"Urban Hinterlands" by Sean Benesh. A Review
Urban Hinterlands: Planting the Gospel in Uncool Places by Sean Benesh
My rating: 4 of 5 stars
In this teeny 94 page paperback, Sean Benesh, developer of Urban Strategy and Training for TEAM, Church planter, and accomplished author, gently challenges a modern trend in church planting. Instead of automatically going into the sexy city and mod midtown, the author writes "about church planting in seemingly unlivable places" (44); "in cities or neighborhoods that many have written off. Uncool. Unappealing. Unlivable. Sketchy" (77); "to begin shifting our attention toward uncool neighborhoods and cities" (79). That's the book in a nutshell, yet the shelves and chiffoniers of this essay are filled in with personal stories, facts, figures and rationale.

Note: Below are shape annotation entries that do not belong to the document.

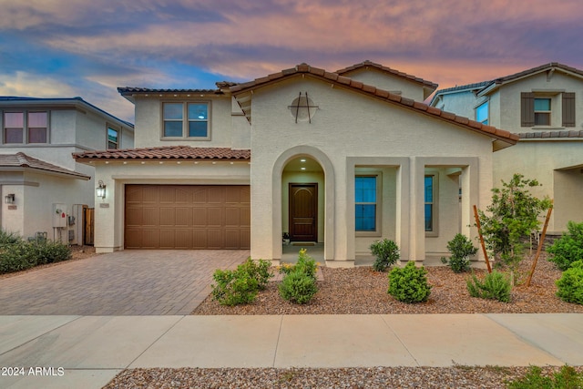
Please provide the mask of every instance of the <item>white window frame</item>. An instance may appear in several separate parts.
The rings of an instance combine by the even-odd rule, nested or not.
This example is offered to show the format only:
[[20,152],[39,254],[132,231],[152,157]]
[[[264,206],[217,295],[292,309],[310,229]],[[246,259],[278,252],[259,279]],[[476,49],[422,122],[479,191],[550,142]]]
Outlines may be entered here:
[[[484,106],[486,106],[486,119],[485,120],[479,120],[479,118],[477,117],[477,113],[478,113],[478,110]],[[490,100],[486,100],[486,101],[482,102],[477,107],[476,107],[475,110],[476,110],[476,112],[475,112],[476,121],[477,121],[478,123],[482,123],[482,124],[484,124],[486,126],[488,126],[490,124]]]
[[[425,201],[425,178],[431,177],[433,179],[433,201]],[[432,228],[431,230],[425,230],[425,237],[437,237],[439,236],[439,174],[437,172],[425,172],[423,179],[423,196],[424,196],[424,228],[425,224],[425,205],[432,205]]]
[[[181,104],[182,105],[182,118],[179,120],[182,122],[182,135],[179,137],[167,137],[165,135],[165,123],[167,121],[179,121],[178,119],[166,119],[164,118],[164,106],[166,104]],[[207,118],[206,120],[200,120],[197,118],[189,118],[189,104],[204,104],[207,106]],[[160,139],[161,140],[210,140],[210,100],[192,100],[192,101],[162,101],[160,104]],[[206,137],[189,137],[189,123],[196,121],[205,121],[207,123],[207,136]]]
[[[117,142],[113,142],[111,140],[109,140],[109,130],[113,130],[116,131],[118,133],[118,141]],[[116,147],[115,148],[110,148],[109,147],[109,142],[111,143],[115,143]],[[107,150],[117,150],[121,148],[121,129],[116,128],[115,126],[106,126],[106,149]]]
[[[44,113],[46,115],[46,127],[45,128],[45,128],[46,138],[45,142],[30,142],[29,130],[31,128],[28,126],[28,115],[32,113]],[[22,127],[22,142],[19,143],[8,143],[6,142],[6,127],[5,127],[5,114],[22,114],[23,115],[23,127]],[[2,120],[2,145],[47,145],[50,143],[50,111],[46,109],[5,109],[0,115]]]
[[[376,179],[376,201],[374,205],[376,206],[375,210],[375,223],[374,223],[374,230],[373,231],[365,231],[365,230],[356,230],[356,210],[354,210],[354,232],[357,237],[380,237],[383,235],[383,176],[380,171],[374,172],[355,172],[354,173],[354,190],[356,190],[356,179],[359,177],[374,177]],[[364,202],[356,202],[356,198],[354,198],[354,209],[358,204],[372,204],[372,203],[364,203]]]

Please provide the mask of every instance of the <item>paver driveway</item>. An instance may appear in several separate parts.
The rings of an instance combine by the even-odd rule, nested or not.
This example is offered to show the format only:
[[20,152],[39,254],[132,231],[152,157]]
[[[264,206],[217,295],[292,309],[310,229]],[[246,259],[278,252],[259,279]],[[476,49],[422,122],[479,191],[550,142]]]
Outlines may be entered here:
[[2,315],[189,314],[250,251],[126,250],[0,280]]

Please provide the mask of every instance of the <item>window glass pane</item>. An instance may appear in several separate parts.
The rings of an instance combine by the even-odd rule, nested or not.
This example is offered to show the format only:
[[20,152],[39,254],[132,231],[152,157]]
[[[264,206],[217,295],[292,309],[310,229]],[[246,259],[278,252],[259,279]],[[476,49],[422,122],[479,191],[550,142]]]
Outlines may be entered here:
[[28,128],[28,143],[46,143],[46,128]]
[[207,136],[206,121],[189,122],[189,137],[206,137],[206,136]]
[[28,127],[46,128],[46,112],[29,112]]
[[535,126],[550,126],[550,113],[535,112]]
[[5,128],[22,128],[25,125],[25,114],[22,112],[6,112],[4,114]]
[[376,230],[376,205],[355,204],[354,216],[357,231],[374,231]]
[[164,104],[164,119],[182,120],[182,103]]
[[22,143],[22,128],[5,128],[5,143]]
[[189,104],[189,120],[207,120],[209,108],[206,104]]
[[434,230],[434,206],[425,204],[425,230]]
[[165,137],[181,137],[182,122],[181,121],[167,121],[164,122]]
[[535,98],[536,111],[550,111],[550,98]]
[[434,200],[434,178],[433,176],[425,177],[425,202],[433,202]]
[[488,124],[488,103],[486,102],[476,108],[476,121]]

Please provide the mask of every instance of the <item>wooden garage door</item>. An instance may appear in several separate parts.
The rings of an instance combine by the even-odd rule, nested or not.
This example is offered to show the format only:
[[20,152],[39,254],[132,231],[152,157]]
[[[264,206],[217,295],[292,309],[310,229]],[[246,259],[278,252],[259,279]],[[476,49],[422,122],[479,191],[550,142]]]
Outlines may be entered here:
[[243,185],[126,185],[126,249],[249,249]]

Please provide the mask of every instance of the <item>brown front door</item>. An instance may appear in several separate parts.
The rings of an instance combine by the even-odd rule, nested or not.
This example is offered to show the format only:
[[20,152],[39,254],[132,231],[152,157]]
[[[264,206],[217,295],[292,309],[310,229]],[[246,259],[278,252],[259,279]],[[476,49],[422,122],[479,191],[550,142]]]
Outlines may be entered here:
[[318,241],[318,184],[290,183],[290,240]]

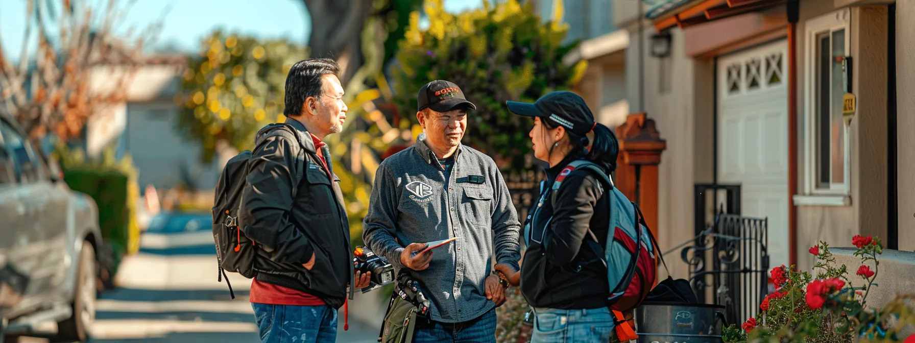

Though Benesh is primarily focusing on church planters rethinking where they are called to go, nevertheless this little manual is a valuable re-assessment for those pastoring and ministering in established, older churches. Many of the questions he wants church planters to ask themselves turn out to be good questions for pastors of settled congregations to reflect on as well. To paraphrase some of his queries, what is the history of this place where our church meets? Is our community in transition, and if so, from what to where? Why does God find this place special? How can I love this place "as is"?
"Urban Hinterlands" is a very easy read that challenges ambitions and assumptions. It also gives valuable urban information to help readers make better decisions. Not only should this book fall into the hands of church planters and church planter wannabes, it should also be picked up and worked through by those ministering in churches that have been around for a while. I recommend the book.